- Born: Sandra Ankobiah May 18, 1983 (age 42) Ghana
- Education: University of Buckingham, Ghana School of Law
- Occupation: Barrister

= Sandra Ankobiah =

Ghanaian lawyer

Sandra Ankobiah (18 May 1983) is a Ghanaian lawyer, Managing Partner, SGA Legal, TV host and entrepreneur.

==Education==
Sandra Ankobiah studied international and commercial law, with a specialization in world trade, from the University of Buckingham between 2005 and 2009. She returned to Ghana and studied at the Ghana School of Law from 2010 to 2012. In 2013 she became a Barrister and Solicitor of the Supreme Court of Ghana.

==Career==
Ankobiah is the founder of TV production company, Emerald Paradise Enterprise. She is also the co-founder of SN Media Learning Tree, a provider of practical media training in Accra.

Ankobiah is the CEO of Emerald Energy Company Limited and the Executive Director of a non-profit organisation called The Women's Institute.
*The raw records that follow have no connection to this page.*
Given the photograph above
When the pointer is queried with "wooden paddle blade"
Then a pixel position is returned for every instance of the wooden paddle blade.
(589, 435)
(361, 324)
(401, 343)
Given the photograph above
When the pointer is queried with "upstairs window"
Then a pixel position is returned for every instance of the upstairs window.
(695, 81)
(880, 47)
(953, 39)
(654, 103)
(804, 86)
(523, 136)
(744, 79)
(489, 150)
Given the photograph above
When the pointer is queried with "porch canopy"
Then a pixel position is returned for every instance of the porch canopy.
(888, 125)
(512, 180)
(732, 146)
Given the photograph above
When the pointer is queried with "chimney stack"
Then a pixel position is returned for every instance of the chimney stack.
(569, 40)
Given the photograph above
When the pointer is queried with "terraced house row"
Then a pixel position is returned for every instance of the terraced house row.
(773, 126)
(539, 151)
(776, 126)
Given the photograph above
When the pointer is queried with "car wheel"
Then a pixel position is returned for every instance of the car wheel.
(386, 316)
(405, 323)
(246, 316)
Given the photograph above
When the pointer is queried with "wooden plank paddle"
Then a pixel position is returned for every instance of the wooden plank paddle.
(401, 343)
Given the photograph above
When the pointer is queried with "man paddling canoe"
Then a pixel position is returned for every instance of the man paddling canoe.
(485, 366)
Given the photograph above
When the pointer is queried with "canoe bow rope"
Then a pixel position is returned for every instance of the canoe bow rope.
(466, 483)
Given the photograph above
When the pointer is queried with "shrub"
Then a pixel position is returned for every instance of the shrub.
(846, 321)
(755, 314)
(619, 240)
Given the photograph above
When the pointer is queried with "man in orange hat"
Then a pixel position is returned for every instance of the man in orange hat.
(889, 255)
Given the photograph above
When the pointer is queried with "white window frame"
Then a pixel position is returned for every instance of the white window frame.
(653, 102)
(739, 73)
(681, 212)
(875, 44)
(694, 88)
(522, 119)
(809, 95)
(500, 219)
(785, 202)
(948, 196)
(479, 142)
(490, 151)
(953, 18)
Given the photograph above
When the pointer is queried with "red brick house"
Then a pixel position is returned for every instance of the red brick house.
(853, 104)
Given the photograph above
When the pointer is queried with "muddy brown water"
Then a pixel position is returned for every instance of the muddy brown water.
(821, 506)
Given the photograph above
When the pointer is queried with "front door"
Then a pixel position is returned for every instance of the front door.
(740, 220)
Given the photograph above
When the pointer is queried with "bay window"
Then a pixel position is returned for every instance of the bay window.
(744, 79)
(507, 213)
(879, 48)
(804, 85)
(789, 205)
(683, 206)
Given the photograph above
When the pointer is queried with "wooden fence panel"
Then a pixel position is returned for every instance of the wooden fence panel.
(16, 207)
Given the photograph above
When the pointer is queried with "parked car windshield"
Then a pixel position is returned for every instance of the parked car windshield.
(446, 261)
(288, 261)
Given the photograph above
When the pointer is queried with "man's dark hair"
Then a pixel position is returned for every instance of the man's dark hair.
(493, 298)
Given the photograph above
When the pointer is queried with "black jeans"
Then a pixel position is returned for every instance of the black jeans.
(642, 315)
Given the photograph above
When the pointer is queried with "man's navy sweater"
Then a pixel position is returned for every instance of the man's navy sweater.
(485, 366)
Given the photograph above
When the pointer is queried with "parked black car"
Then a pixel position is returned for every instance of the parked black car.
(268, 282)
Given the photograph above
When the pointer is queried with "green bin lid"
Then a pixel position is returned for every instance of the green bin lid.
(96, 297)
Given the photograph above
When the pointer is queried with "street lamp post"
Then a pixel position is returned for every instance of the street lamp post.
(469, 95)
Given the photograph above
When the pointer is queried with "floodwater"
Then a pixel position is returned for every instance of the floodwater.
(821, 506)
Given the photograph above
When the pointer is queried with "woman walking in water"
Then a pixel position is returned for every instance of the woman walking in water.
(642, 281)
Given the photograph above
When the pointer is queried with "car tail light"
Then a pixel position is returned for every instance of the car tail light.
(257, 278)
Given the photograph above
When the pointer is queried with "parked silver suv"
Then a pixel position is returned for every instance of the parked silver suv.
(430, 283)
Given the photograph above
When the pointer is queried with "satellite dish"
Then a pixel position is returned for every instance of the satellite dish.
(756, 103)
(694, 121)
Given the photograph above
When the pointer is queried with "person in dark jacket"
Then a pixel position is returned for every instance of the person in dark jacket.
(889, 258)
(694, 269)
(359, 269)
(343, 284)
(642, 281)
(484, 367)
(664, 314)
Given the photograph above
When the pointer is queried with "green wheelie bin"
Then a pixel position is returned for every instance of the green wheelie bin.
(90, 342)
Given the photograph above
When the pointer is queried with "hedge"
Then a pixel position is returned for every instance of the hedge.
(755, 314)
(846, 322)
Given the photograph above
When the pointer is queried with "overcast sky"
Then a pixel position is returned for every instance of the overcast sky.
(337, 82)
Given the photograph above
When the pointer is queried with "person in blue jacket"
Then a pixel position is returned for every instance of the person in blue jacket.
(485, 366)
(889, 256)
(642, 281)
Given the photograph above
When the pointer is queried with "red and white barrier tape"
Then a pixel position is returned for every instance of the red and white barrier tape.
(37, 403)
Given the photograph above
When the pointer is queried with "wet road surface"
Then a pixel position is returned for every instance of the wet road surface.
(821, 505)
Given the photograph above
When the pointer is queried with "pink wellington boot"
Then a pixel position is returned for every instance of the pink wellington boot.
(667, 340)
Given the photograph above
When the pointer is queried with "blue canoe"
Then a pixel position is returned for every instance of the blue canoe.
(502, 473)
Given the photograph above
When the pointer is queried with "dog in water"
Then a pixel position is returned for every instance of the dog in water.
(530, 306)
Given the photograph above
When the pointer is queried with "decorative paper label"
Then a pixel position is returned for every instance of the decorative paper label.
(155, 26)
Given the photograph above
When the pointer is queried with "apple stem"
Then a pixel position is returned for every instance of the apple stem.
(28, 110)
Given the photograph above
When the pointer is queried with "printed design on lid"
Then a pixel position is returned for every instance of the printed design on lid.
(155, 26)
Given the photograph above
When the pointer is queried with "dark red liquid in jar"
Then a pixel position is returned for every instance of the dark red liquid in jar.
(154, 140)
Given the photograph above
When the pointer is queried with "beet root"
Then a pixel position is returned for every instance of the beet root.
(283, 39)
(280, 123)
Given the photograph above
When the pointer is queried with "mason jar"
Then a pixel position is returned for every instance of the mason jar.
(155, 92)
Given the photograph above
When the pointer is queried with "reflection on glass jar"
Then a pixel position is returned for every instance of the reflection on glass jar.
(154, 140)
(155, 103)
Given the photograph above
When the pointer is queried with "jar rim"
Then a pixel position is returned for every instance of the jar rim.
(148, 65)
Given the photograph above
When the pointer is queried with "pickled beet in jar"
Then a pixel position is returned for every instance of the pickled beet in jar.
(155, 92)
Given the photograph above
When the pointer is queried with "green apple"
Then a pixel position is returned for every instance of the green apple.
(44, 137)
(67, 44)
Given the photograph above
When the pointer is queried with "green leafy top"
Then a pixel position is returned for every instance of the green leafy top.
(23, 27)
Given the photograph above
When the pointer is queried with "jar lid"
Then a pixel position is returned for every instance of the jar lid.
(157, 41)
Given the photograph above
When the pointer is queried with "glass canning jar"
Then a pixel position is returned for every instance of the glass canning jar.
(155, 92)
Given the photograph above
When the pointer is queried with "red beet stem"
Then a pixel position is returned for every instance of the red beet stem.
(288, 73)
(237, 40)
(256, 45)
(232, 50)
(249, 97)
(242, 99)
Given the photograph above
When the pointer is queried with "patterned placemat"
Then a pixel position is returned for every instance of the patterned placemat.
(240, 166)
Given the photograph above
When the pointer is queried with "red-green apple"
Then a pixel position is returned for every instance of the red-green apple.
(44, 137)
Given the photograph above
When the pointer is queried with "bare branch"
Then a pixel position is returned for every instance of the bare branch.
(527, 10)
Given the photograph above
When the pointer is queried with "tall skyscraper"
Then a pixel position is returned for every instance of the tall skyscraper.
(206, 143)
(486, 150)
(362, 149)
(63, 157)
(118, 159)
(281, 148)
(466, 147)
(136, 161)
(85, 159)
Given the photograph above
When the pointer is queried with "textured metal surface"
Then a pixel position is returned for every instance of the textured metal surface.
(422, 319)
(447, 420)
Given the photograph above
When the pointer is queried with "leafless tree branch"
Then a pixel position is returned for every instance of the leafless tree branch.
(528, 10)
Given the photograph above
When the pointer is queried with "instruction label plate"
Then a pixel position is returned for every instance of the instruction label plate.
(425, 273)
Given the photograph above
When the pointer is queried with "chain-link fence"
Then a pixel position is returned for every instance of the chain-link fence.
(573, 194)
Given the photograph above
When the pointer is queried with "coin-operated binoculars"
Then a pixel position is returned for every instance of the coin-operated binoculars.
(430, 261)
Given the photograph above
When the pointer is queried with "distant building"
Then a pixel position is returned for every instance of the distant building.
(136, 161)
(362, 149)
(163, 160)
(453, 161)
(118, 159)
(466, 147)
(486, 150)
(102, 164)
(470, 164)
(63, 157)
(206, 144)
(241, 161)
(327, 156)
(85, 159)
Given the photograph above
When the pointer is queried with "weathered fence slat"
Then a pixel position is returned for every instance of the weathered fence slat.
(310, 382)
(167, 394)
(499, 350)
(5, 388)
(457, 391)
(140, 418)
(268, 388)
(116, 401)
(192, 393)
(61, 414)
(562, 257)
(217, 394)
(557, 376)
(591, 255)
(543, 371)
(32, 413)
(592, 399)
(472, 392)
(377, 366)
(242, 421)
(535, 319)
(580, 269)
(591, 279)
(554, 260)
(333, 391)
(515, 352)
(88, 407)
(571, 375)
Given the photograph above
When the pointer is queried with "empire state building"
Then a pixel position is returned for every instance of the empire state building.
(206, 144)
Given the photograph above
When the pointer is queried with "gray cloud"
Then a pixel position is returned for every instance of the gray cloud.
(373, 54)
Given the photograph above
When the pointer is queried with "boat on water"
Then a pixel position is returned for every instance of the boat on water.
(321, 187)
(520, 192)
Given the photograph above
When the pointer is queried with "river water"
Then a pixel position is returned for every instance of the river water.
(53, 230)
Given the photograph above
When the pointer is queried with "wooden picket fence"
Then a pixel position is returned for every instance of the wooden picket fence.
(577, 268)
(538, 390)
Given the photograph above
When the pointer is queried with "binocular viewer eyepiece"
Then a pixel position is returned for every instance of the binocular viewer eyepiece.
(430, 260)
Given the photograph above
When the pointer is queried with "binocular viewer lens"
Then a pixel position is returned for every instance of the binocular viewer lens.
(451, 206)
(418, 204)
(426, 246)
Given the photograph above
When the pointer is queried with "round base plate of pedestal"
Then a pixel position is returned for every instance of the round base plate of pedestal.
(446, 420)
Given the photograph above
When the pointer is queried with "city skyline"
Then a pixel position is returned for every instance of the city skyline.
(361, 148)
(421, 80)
Ankobiah is the coordinator for The Legal Advocacy Foundation, an organization that aims to raise awareness about basic legal rights and obligations. In 2016, she was appointed by the Ministry of Youth and Sports as an ambassador for women's football in Ghana. Ankobiah is committed to raising funds, increasing awareness and patronage of the women's game. She also organizes education drives and empowerment initiatives for women.